Introduction: Abrupt interruption of inhaled nitric oxide (NO) delivery during mechanical ventilation is associated with a rapid deterioration in physiological status known as "rebound effect." Many routine procedures, such as bronchial hygiene maneuvers, changing out NO cylinders, during transports, or as a back-up during break down of NO delivery devices require that the patient be removed from the ventilator. During such times, a manual bag resuscitator is utilized to maintain ventilation. A system is needed to provide a stable NO dosage during these procedures. The purpose of this study is to evaluate the Pulmonox flow-inflating manual bag resuscitator (INObag). Method: The INObag was set-up according to the attached test set-up Figure 1. NO was provided from either one of two AeroNOx delivery devices or a Pulmonox back-up cylinder with a fix flow rate of 0.25 LPM. These sources were isolated from one another with a three-way stop-cock. A pressure gauge was attached to the pressure port and the INObag was attached to a test lung. The suggested sample site on the INObag was connected to a rapid response chemiluminescence NO analyzer (280 NOA, Sievers, USA) or one of two AeroNOx delivery devices (Pulmonox Medical Corp, Alberta, Canada). Additional sample locations included a site within the test lung and another within the reservoir of the INObag. A standard oxygen flow meter was attached to the INObag delivery line. NO and nitrogen dioxide (NO2) data were recorded from these various sites during testing conditions. A standard flow of 9-10 LPM oxygen was used with 0.25 LPM of NO to attain a desired delivery dosage of 20-25 parts per million (ppm). Ventilatory conditions were varied as follows: respiratory rate (RR) 0-150 bpm; peak inspiratory pressure (PIP) 0-40 cmH2O; positive end expiratory pressure (PEEP) of 0-5 cmH2O; and inspiratory wave pattern spiked and square. Also, a possible clinical condition was simulated to evaluate NO2 accumulation within the device between use if the device was not flushed out with a fresh gas flow as recommended by the manufacturer.

RR, PIP, PEEP and wave pattern had no significant effect on NO delivery (p>0.05) See Figures 2-4. There was good correlation between the chemiluminescence NO analyzer and both AeroNOx devices (r=0.86).

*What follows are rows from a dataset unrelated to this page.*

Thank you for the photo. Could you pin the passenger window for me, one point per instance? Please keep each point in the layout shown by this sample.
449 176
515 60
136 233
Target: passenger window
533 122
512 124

In all simulated conditions during ventilation the NO2 remained below 0.2 ppm. The deadspace reservoir showed a NO2 concentration profile as shown in Figures 5-7. The peak NO2 at 80, 40 and 20 ppm NO and 100% oxygen over an hour period of time without flushing was 6.3 ppm (SD=1.74), 1.3 ppm (SD=0.42) and 0.2 ppm (SD=0.08) respectively. This was removed within 20 s with 10 LPM of fresh oxygen gas flow (Figure 8). Actual data is recorded ii Table 1. Conclusion: Use of the INObag for delivery of NO at 20-25 ppm under the clinical conditions tested does not pose any increased risk to patients receiving NO therapy during mechanical ventilation. We recommend that the system be flushed for 20 s before and after each use to ensure that NO2 is not allowed to build up within the systems dead space and reservoir.